2025 novel by Trang Thanh Tran

They Bloom at Night is a young adult body horror novel by Vietnamese-American author Trang Thanh Tran. It was published by Bloomsbury Publishing by March 4, 2025. It centers a teenager whose coastal town is being overtaken by a sinister red algae bloom. An audiobook narrated by Nhi Do was released concurrently with the hardback and ebook editions.

== Background ==
Mercy is inspired by Tran's childhood home in southern Louisiana, which had a large population of Vietnamese shrimpers. The encroaching algae is a reflection of climate change.

== Synopsis ==
It has been twenty-one months since Hurricane Arlene hit the Gulf of Mexico, leaving the small coastal town of Mercy, Louisiana waterlogged, with red algae encroaching the town and mutating the wildlife. To avoid dangers in town, Vietnamese-American teenager Noon and her mother have been living in their shrimp trawler Wild Things on the edge of the Gulf of Mexico, catching and selling mutated sea creatures and looking for traces of their missing brother and father, who Noon's mother believes have been reincarnated as sea creatures. When people start disappearing at an alarming rate, Jimmy Boudreaux, business criminal and legal owner of Wild Things, believes a monster is drowning the residents. He believes that providing the Monster to the authorities could revitalize the area and bring back people and money. He demands Noon and her mother capture it, threatening to repossess their trawler. Noon returns to Mercy to investigate alongside Jimmy's daughter, a lesbian hunter named Covey who is searching for her missing mother. While investigating, Noon finds her body inexplicably changing, and struggles with processing her gender identity and a sexual assault that occurred two years earlier.

== Reception ==
The novel won an Indies Choice Book Award in the Young Adult category and a Libro.fm Bookseller Choice Award in the Young Readers category. It was shortlisted for a Barnes & Noble Young Adult Book Award and a Locus Award for Best Young Adult Novel. The audiobook edition was nominated for an Audie Award for Horror.
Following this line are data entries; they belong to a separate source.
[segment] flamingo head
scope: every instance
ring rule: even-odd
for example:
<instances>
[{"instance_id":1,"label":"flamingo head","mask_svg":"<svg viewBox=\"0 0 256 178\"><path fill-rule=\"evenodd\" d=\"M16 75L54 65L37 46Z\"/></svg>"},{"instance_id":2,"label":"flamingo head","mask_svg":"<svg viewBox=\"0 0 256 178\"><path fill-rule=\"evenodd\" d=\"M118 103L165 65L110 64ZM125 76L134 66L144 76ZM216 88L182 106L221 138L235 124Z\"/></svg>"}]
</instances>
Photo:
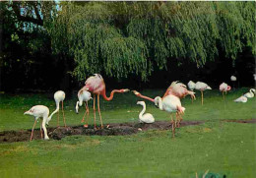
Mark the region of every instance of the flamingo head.
<instances>
[{"instance_id":1,"label":"flamingo head","mask_svg":"<svg viewBox=\"0 0 256 178\"><path fill-rule=\"evenodd\" d=\"M144 101L138 101L137 104L145 105L145 102Z\"/></svg>"},{"instance_id":2,"label":"flamingo head","mask_svg":"<svg viewBox=\"0 0 256 178\"><path fill-rule=\"evenodd\" d=\"M130 89L120 89L120 91L121 91L121 92L128 92L128 91L130 91Z\"/></svg>"},{"instance_id":3,"label":"flamingo head","mask_svg":"<svg viewBox=\"0 0 256 178\"><path fill-rule=\"evenodd\" d=\"M78 104L76 104L75 109L76 109L76 113L77 113L77 114L79 113L79 112L78 112L78 108L79 108L79 106L78 106Z\"/></svg>"},{"instance_id":4,"label":"flamingo head","mask_svg":"<svg viewBox=\"0 0 256 178\"><path fill-rule=\"evenodd\" d=\"M158 108L160 107L160 105L159 105L159 103L160 103L160 102L159 102L160 99L160 96L157 96L157 97L155 97L155 99L154 99L154 100L155 100L155 101L154 101L154 102L155 102L155 106L158 107Z\"/></svg>"},{"instance_id":5,"label":"flamingo head","mask_svg":"<svg viewBox=\"0 0 256 178\"><path fill-rule=\"evenodd\" d=\"M185 107L178 106L178 107L177 107L177 111L178 111L179 114L184 114Z\"/></svg>"},{"instance_id":6,"label":"flamingo head","mask_svg":"<svg viewBox=\"0 0 256 178\"><path fill-rule=\"evenodd\" d=\"M28 110L24 113L24 115L32 115L32 110Z\"/></svg>"}]
</instances>

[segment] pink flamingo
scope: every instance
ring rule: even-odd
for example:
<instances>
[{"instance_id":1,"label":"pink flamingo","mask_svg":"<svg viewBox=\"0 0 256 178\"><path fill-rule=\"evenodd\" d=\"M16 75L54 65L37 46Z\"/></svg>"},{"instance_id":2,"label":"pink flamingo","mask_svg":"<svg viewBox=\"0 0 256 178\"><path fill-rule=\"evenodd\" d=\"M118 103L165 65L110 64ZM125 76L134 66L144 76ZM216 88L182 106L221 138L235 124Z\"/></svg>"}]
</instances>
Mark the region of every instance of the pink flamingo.
<instances>
[{"instance_id":1,"label":"pink flamingo","mask_svg":"<svg viewBox=\"0 0 256 178\"><path fill-rule=\"evenodd\" d=\"M76 104L76 113L78 114L78 109L79 106L83 105L83 102L86 103L86 112L83 116L83 119L81 121L81 123L85 122L85 117L87 115L87 119L86 119L86 124L84 125L85 128L88 128L88 118L89 118L89 107L88 107L88 101L90 99L92 99L93 97L91 97L91 92L87 91L87 90L79 90L78 91L78 99L79 101L77 101Z\"/></svg>"},{"instance_id":2,"label":"pink flamingo","mask_svg":"<svg viewBox=\"0 0 256 178\"><path fill-rule=\"evenodd\" d=\"M95 74L95 76L91 76L90 78L88 78L85 85L86 86L82 89L80 89L80 91L82 92L83 90L89 90L90 92L94 93L95 129L96 128L96 94L97 95L97 111L101 123L101 128L103 128L100 109L99 109L99 95L102 95L105 100L109 101L113 99L115 92L127 92L129 91L129 89L113 89L110 92L110 96L107 97L105 95L105 83L103 78L99 74Z\"/></svg>"},{"instance_id":3,"label":"pink flamingo","mask_svg":"<svg viewBox=\"0 0 256 178\"><path fill-rule=\"evenodd\" d=\"M223 83L220 85L220 91L223 92L224 100L224 92L226 94L226 91L228 91L230 89L231 89L231 87L227 86L227 84L225 84L225 83Z\"/></svg>"},{"instance_id":4,"label":"pink flamingo","mask_svg":"<svg viewBox=\"0 0 256 178\"><path fill-rule=\"evenodd\" d=\"M165 91L162 97L157 96L155 99L142 95L137 90L133 90L134 94L138 97L150 100L155 103L160 110L164 110L166 112L176 112L176 121L175 126L179 127L179 123L182 120L181 114L184 113L185 108L181 106L180 98L185 97L187 94L190 94L191 97L195 98L194 92L187 90L186 86L182 83L173 82L170 87ZM178 119L179 118L179 119ZM172 125L172 135L174 137L175 127L174 121L171 115L171 125Z\"/></svg>"},{"instance_id":5,"label":"pink flamingo","mask_svg":"<svg viewBox=\"0 0 256 178\"><path fill-rule=\"evenodd\" d=\"M185 97L187 94L190 94L192 99L196 98L195 92L191 91L191 90L188 90L187 89L187 87L182 84L182 83L178 83L177 81L176 82L172 82L171 85L168 87L168 89L166 89L164 96L166 95L169 95L169 94L172 94L172 95L175 95L179 98L183 98Z\"/></svg>"}]
</instances>

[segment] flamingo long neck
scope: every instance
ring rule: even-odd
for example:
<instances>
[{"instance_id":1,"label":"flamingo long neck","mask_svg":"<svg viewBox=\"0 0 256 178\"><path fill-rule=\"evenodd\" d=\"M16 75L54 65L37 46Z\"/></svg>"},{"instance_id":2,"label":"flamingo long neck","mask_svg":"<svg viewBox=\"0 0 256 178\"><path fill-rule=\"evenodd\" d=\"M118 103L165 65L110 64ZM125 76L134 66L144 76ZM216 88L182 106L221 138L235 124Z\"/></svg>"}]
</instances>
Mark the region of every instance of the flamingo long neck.
<instances>
[{"instance_id":1,"label":"flamingo long neck","mask_svg":"<svg viewBox=\"0 0 256 178\"><path fill-rule=\"evenodd\" d=\"M251 92L252 95L254 95L253 89L250 89L250 92Z\"/></svg>"},{"instance_id":2,"label":"flamingo long neck","mask_svg":"<svg viewBox=\"0 0 256 178\"><path fill-rule=\"evenodd\" d=\"M163 108L162 108L161 98L160 98L160 97L158 97L158 101L159 101L159 107L160 107L160 110L163 110Z\"/></svg>"},{"instance_id":3,"label":"flamingo long neck","mask_svg":"<svg viewBox=\"0 0 256 178\"><path fill-rule=\"evenodd\" d=\"M59 102L56 101L56 109L51 113L51 115L47 119L47 124L51 120L52 116L59 111Z\"/></svg>"},{"instance_id":4,"label":"flamingo long neck","mask_svg":"<svg viewBox=\"0 0 256 178\"><path fill-rule=\"evenodd\" d=\"M103 96L103 98L104 98L105 100L112 100L115 92L123 92L123 91L122 91L122 89L113 89L113 90L110 92L110 96L107 97L107 96L105 95L105 89L104 89L100 94Z\"/></svg>"},{"instance_id":5,"label":"flamingo long neck","mask_svg":"<svg viewBox=\"0 0 256 178\"><path fill-rule=\"evenodd\" d=\"M148 97L148 96L146 96L146 95L142 95L141 93L138 93L138 94L136 94L136 95L137 95L138 97L141 97L141 98L147 99L147 100L149 100L149 101L155 102L155 100L154 100L153 98Z\"/></svg>"},{"instance_id":6,"label":"flamingo long neck","mask_svg":"<svg viewBox=\"0 0 256 178\"><path fill-rule=\"evenodd\" d=\"M142 109L142 111L140 112L140 114L139 114L139 118L142 120L143 119L143 114L145 113L145 111L146 111L146 105L145 104L142 104L142 107L143 107L143 109Z\"/></svg>"}]
</instances>

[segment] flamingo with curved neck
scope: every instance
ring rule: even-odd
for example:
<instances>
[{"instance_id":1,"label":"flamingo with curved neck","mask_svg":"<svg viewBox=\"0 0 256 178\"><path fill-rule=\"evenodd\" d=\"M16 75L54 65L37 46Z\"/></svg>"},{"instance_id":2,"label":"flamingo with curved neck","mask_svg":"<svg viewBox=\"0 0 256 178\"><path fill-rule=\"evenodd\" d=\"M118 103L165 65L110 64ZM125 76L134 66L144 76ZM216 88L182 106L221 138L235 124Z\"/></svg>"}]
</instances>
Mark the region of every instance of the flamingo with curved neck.
<instances>
[{"instance_id":1,"label":"flamingo with curved neck","mask_svg":"<svg viewBox=\"0 0 256 178\"><path fill-rule=\"evenodd\" d=\"M97 95L97 111L98 111L98 115L99 115L99 119L100 119L100 123L101 123L101 128L103 128L101 113L100 113L100 109L99 109L99 95L102 95L102 97L105 100L109 101L109 100L113 99L115 92L119 92L119 93L127 92L127 91L129 91L129 89L113 89L110 92L110 96L107 97L105 95L105 83L104 83L103 78L99 74L95 74L95 76L91 76L90 78L88 78L85 85L86 86L81 89L81 91L88 90L88 91L94 93L95 129L96 129L96 94Z\"/></svg>"},{"instance_id":2,"label":"flamingo with curved neck","mask_svg":"<svg viewBox=\"0 0 256 178\"><path fill-rule=\"evenodd\" d=\"M155 97L155 99L153 99L151 97L142 95L137 90L133 90L133 92L138 97L141 97L141 98L144 98L144 99L147 99L147 100L154 102L155 105L160 108L160 110L164 110L164 111L169 112L169 113L176 112L175 126L174 126L172 114L170 115L170 117L171 117L171 127L172 127L172 136L174 137L176 123L178 124L178 127L179 127L179 123L182 120L181 114L183 114L184 111L185 111L185 108L181 106L181 102L180 102L179 97L172 95L172 94L168 94L168 95L165 95L163 97L157 96L157 97Z\"/></svg>"},{"instance_id":3,"label":"flamingo with curved neck","mask_svg":"<svg viewBox=\"0 0 256 178\"><path fill-rule=\"evenodd\" d=\"M151 113L146 113L145 114L145 111L146 111L146 103L144 101L138 101L137 104L140 104L142 105L143 109L142 111L140 112L139 114L139 119L140 119L140 122L142 123L154 123L155 122L155 118L154 116L151 114Z\"/></svg>"}]
</instances>

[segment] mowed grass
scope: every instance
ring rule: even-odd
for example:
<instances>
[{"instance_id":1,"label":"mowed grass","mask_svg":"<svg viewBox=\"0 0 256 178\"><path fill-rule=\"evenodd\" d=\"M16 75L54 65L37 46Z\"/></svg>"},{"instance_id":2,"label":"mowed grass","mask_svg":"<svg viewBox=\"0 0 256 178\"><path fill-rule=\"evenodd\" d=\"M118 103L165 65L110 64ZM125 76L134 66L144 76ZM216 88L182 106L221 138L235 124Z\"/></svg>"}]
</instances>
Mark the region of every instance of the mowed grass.
<instances>
[{"instance_id":1,"label":"mowed grass","mask_svg":"<svg viewBox=\"0 0 256 178\"><path fill-rule=\"evenodd\" d=\"M186 107L184 120L205 120L203 125L171 131L148 131L131 136L72 136L61 141L32 141L0 145L1 177L195 177L206 170L226 177L256 176L256 125L221 122L223 119L252 119L255 98L247 103L232 100L246 92L241 89L227 93L224 101L218 90L200 93ZM164 90L143 90L145 95L162 95ZM32 105L43 104L52 112L52 94L0 95L0 130L31 129L32 116L23 113ZM141 100L132 93L116 94L112 101L101 99L103 123L137 122ZM75 114L76 95L67 96L68 125L79 125L84 114ZM156 120L169 120L169 114L146 101L147 112ZM93 124L92 101L90 123ZM60 115L61 116L61 115ZM62 117L60 117L62 119ZM56 126L55 115L50 126ZM97 123L98 115L97 115ZM62 120L61 120L61 124ZM37 124L37 128L39 124Z\"/></svg>"}]
</instances>

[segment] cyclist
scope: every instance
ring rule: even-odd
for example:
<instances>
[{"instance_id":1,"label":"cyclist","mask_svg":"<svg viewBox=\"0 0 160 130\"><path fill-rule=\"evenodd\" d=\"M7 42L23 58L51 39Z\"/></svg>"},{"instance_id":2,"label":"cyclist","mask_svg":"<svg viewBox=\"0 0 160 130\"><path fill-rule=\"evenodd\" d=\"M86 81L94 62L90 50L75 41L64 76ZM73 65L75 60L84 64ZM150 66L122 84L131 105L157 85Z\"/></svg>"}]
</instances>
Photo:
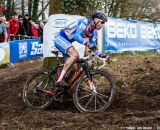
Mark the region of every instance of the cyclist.
<instances>
[{"instance_id":1,"label":"cyclist","mask_svg":"<svg viewBox=\"0 0 160 130\"><path fill-rule=\"evenodd\" d=\"M89 49L95 49L95 30L100 30L107 20L107 16L104 13L96 11L92 14L92 20L88 20L86 17L82 18L71 23L58 33L54 42L55 46L62 52L63 57L65 58L65 64L57 81L57 86L69 87L63 78L68 69L79 58L79 54L72 45L72 42L77 41L87 46ZM89 41L85 38L89 38ZM98 50L95 51L95 53L101 58L105 57L105 55Z\"/></svg>"}]
</instances>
It was nominated for the Lodestar Award in 2026 and the Ignyte Award for Outstanding Novel – Young Adult.

Kirkus Reviews praised the novel's sensory detail and worldbuilding, while calling Noon "complex and multifaceted". Allie Stevens of School Library Journal praised the novel's body horror and its "powerful emotional reckonings." Publishers Weekly praised its "surreal and harrowing atmosphere", but stated that its "fluid prose occasionally makes for murky, complex plotting". Siân Gaetano of Shelf Awareness praised the novel's "visceral descriptions". In her review for The Washington Post, Charlie Jane Anders praised its "razor-sharp lines" and its use of smells, itches, and sounds to create a "pervasive sense of dread". Colleen Mondor of Locus praised the novel's "forthright assessments of Mercy’s situation" and its "gorgeously written" setting, and wrote that it "really sings as the story gets darker and darker".